Sunday, November 01, 2009 ·

This week has not been the best week for me. During the last futsal session on tuesday, I was playing goalkeeper. Just a few minutes into that round, I was left with a one-on-one with the opposing striker. I moved forward to cover the angle of the shot and reduce his chances of scoring. The next events happened so quickly that I was lying on the ground in a matter of seconds.

According to Dennis, the striker, had booted the ball towards goal with his toe. Being a goalkeeper in my secondary school days, the natural reaction was to dive towards the ball while swinging my arms. I think I had covered my angle well because although I did not block the shot, it hit the post and bounced back towards my hand. My left hand was already opening up to brace my fall on the synthetic turf when the ball came crashing into my straightened fingers. The first thought that came into my mind was that the ball was going to bounce off me and into the goal and our team would be out. Dennis says I'm crazy.
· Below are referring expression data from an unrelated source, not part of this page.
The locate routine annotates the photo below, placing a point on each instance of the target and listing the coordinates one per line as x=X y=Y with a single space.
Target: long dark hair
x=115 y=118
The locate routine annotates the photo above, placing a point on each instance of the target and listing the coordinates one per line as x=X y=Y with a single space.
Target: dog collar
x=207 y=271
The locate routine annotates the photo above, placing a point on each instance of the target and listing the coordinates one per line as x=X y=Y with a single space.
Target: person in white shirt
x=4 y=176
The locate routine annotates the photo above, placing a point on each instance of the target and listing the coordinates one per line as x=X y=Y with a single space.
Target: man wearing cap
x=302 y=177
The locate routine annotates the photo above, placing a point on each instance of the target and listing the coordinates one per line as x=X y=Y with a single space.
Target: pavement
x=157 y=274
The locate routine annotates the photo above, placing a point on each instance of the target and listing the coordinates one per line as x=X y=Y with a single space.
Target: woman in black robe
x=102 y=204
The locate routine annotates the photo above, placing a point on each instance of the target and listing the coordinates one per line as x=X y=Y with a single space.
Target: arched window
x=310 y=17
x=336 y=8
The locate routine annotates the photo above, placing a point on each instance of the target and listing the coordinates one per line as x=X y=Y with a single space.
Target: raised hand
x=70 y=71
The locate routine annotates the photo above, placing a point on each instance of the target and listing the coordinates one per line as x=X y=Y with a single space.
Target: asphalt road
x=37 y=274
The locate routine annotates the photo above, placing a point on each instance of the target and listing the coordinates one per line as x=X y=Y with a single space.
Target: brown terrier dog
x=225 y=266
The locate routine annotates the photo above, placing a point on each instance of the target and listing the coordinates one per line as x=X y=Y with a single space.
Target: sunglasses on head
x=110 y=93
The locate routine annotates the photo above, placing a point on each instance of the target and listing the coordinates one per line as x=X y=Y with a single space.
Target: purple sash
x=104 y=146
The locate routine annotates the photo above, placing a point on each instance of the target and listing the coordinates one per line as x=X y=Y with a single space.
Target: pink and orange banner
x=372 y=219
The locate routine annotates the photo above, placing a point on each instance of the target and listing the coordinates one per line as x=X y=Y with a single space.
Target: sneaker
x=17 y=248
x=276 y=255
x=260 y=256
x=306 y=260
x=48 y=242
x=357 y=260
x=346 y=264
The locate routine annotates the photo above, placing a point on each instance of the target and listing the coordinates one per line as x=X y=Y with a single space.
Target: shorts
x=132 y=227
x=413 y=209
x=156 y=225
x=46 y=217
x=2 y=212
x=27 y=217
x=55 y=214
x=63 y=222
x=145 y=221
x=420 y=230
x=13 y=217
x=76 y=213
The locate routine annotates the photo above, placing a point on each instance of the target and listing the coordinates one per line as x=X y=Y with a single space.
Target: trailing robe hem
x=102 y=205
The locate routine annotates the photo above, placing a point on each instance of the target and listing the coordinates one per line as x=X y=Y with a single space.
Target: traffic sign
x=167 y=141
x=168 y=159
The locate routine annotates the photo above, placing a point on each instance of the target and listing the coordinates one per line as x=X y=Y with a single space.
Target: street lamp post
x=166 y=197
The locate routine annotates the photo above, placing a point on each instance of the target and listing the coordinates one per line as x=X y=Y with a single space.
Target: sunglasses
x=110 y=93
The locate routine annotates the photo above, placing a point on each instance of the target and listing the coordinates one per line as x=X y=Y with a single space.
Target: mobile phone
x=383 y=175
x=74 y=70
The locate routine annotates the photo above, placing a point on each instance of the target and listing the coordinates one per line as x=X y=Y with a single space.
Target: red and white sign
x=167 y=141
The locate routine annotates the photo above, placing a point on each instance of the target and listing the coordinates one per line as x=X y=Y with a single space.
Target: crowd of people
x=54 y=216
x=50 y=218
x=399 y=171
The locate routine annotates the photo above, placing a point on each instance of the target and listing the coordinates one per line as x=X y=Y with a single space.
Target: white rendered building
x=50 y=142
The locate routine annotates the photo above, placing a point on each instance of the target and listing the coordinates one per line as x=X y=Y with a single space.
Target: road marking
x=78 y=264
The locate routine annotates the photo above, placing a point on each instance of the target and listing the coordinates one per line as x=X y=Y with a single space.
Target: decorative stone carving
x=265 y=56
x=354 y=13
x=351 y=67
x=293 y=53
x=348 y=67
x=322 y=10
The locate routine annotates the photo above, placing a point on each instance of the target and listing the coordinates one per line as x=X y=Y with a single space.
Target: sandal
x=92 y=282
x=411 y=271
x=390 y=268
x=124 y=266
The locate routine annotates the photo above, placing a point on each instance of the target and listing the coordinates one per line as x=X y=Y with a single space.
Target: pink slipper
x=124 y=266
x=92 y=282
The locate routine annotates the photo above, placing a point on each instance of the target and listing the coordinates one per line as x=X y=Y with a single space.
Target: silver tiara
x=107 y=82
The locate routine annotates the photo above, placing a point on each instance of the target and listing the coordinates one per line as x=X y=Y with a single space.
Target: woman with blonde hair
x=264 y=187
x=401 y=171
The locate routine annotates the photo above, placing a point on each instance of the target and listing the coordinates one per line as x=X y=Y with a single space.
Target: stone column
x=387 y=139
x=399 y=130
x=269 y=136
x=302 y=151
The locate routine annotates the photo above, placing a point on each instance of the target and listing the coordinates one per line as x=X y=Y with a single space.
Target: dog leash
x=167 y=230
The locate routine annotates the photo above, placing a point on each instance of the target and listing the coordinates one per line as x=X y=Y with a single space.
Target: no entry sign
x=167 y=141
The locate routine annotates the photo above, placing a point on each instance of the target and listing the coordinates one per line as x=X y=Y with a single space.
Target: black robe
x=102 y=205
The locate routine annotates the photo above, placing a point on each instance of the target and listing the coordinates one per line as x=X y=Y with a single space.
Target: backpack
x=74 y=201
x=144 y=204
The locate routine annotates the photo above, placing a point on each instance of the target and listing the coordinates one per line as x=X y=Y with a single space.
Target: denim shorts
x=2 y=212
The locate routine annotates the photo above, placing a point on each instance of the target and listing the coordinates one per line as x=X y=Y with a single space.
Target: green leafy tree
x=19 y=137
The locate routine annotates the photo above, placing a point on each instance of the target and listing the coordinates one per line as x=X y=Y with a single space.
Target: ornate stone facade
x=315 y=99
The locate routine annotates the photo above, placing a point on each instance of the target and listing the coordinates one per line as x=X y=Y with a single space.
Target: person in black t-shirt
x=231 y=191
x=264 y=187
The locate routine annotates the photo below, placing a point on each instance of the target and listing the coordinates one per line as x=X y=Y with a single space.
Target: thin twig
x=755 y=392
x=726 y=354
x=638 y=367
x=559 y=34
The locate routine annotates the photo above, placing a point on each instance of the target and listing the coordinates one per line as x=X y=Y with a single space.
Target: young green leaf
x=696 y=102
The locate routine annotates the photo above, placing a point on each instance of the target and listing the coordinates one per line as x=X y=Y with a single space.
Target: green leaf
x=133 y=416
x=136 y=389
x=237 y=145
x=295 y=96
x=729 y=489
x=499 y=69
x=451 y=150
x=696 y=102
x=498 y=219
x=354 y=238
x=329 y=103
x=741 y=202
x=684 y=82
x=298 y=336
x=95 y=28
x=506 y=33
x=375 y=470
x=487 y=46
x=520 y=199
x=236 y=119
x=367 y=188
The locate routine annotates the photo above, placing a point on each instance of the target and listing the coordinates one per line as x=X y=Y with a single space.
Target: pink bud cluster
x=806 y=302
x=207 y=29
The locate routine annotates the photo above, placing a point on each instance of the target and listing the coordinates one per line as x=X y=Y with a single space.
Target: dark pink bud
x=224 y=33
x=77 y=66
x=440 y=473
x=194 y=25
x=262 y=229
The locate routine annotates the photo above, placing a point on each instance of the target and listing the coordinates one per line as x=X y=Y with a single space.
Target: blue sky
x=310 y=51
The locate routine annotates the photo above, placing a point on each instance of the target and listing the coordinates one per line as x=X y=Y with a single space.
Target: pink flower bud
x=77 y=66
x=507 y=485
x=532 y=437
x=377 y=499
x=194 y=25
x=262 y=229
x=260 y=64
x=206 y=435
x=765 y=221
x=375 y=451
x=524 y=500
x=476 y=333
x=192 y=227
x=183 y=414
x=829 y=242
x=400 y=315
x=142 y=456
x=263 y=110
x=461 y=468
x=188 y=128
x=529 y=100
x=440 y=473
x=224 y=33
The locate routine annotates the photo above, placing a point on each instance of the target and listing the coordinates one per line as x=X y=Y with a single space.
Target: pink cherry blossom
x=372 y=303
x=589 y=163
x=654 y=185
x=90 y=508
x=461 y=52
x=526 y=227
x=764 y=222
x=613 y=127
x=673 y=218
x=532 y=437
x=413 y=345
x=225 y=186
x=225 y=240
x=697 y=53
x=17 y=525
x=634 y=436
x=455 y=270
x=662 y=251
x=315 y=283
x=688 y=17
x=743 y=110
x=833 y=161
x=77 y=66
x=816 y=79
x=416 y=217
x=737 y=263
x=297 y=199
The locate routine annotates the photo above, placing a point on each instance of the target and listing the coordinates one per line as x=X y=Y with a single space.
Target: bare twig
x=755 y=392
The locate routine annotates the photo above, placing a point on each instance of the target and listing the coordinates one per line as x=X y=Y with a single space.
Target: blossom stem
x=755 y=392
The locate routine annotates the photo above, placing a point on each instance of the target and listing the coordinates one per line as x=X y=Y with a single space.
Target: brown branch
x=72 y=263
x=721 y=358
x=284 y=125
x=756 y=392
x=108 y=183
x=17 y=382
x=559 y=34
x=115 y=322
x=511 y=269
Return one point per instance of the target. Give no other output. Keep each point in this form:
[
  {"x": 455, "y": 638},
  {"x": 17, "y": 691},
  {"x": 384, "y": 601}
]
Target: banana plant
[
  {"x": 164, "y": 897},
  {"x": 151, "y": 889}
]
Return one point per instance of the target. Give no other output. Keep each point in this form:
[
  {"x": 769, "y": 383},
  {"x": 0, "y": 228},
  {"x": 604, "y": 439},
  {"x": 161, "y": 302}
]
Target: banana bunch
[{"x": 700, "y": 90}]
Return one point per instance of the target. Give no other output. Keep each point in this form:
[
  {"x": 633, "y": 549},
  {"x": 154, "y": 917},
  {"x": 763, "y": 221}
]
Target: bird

Thats when everything in my body started screaming in discomfort. Before I realised it, I was on my back clutching my left hand, eyes clenched shut as if the light would make it worse. Usually it would take 10 seconds, or less, for any knock that I received on the pitch to subside. This lasted 20... 30 seconds... a minute... 3 minutes... I didn't realise how much time had passed because I was fighting off wave after wave of the pounding pain. I could hear the guys around me telling me to get off the pitch so that they could continue with the game. I somehow found myself sitting outside the pitch nursing my fingers which seemed to be keeping straight on their own, almost in rebellion to the instructions of my body, after the trauma they received.

It is interesting to note that even through the dizzy haze of discomfort, dread and fear were still vivid and clear. What would happen to my fingers? Would I be able to play an instrument ever again? What good am I to God if He's called me to music and I can't play?

The line separating my talent and my self-worth became a blur.

I guess this is the reminder that I needed. That even if I lost every talent and anointing that He gave me, I would still be alright. He's convinced me that it is not the end of my calling. That my worth is not tied to what I have to give. That I always have Jesus. We are all looking for Love, Acceptance and Purpose, and when things look like we've lost our way, we start to panic. The needle of our compass goes beserk, and it drives us nuts. We try so hard to make it right. We forget that we can navigate by the stars.

Pastor Prince spoke yesterday about making Jesus the centre of every situation. He made me cry. Because God was speaking to me through him. Telling me to put Jesus in the middle of my crisis. About keeping my heart right in the area of worship, remembering that it is about Jesus and His people. About talents that cannot stop growing when we invest it in His Kingdom. So broken finger or not... I'm fulfilling my calling! I've got the stars.